Can you please advise as to how I can get the desktop LAN to route to the internet ?

 

Many Thanks

 

 

 

Vic, 

 

I'd keep that "main" ISP in global VRF, only put the one where you'd like to have DMVPN on in a specific one. 

Otherwise you will need to play with some sort of route leaking (it's not hard, but maybe too much for a small spoke?). 

M.

 

I'm afraid the two ISP links on that spoke have the following requirements:

 

1) To act as a main and standby DMVPN connection back to the hub carrying internal routes

 

2) To act as a main and standby ISP gateway for the desktop LAN hanging off the spoke.

 

3) To act as an incoming VPN hub for remote access.

 

So, some level of routing manipulation is required, but putting the routing into separate VRFs complicates the issue.

 

 

Vic, 

 

If you want active/standby your routing can be solved by SLA/track and using floating routes. The DMVPN source IP address would either be a loopback or change it using EEM (based on track information) for example. 

If active active is what you need you'd need to play with VRFs/BGP. :-)

M.

 

The problem is how do I get the outside ISP subnets into the global routing table in order for the desktop LAN to access them ?

When I configure VRFs, they are in the VRF and no longer in the global routing table so I am unable to point a default route into them.

Vic, 

 

I recently was playing with import and export IPv4 maps ... I think I needed 15.4/15.3 IOS though.

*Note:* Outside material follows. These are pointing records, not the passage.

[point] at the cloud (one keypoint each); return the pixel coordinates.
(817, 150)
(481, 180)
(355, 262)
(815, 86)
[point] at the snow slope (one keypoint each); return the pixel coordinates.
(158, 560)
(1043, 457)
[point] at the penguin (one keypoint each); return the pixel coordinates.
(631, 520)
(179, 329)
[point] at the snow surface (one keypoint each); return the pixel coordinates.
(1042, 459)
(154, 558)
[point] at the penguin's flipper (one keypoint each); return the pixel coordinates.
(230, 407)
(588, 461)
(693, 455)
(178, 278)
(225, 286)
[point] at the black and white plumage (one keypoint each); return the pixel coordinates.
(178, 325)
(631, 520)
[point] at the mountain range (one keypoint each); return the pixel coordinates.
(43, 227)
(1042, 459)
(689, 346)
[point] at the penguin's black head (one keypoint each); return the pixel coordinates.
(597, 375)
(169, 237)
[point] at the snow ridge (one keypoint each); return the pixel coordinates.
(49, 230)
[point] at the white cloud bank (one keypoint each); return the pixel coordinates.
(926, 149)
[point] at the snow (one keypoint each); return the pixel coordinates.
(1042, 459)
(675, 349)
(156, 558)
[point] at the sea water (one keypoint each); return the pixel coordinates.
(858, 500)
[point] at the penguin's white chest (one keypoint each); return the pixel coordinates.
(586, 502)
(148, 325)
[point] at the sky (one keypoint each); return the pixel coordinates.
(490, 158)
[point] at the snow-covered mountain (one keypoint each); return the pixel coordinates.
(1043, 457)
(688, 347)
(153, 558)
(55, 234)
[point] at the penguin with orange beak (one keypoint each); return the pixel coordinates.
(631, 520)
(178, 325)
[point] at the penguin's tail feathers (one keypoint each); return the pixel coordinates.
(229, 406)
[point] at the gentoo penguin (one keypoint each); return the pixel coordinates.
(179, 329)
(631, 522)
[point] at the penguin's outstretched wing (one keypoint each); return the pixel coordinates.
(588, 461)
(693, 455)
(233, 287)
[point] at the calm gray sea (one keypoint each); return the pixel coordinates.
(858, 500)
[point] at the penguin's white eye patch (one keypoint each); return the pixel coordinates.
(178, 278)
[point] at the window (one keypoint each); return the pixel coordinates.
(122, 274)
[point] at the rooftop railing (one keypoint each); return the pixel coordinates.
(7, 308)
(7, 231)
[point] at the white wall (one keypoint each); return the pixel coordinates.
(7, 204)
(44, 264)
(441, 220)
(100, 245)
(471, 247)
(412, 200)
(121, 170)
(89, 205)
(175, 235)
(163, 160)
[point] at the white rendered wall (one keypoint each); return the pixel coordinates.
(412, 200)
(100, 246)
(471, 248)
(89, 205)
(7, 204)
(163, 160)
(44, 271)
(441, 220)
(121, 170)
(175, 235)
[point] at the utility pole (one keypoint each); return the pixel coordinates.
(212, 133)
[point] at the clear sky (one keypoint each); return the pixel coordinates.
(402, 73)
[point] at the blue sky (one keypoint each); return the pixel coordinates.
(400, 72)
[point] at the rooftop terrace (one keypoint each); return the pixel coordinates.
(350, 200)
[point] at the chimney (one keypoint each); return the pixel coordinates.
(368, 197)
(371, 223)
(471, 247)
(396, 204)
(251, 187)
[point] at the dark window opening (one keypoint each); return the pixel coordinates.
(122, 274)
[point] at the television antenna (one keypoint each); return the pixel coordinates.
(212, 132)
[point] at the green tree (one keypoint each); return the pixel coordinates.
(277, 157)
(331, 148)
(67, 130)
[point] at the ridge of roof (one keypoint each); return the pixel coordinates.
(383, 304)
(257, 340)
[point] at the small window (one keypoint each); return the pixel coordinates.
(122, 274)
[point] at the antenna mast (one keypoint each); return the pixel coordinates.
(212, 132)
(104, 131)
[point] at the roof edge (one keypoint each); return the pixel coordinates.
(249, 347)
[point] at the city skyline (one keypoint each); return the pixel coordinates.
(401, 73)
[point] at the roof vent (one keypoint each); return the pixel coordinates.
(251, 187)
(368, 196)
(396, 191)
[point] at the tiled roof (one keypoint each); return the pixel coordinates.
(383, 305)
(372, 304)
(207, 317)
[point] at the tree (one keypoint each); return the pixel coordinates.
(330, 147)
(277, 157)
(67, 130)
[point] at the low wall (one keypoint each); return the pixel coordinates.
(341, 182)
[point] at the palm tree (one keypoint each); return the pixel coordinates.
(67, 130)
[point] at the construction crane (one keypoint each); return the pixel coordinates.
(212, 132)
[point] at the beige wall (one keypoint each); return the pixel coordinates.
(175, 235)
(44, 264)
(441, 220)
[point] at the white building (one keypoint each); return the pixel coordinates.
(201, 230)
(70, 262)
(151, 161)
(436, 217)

(In your case it's "export" under VRF, since you want to get it from VRF to global)

 

http://www.cisco.com/c/en/us/td/docs/ios-xml/ios/iproute_bgp/command/irg-cr-book/bgp-c1.html#wp5719557050

 

found a thread from couple of weeks back where I was demonstrating the import/export feature. 

https://supportforums.cisco.com/discussion/12464276/dmvpn-mpls-best-path-selection

 

There's also quite a few good external resources.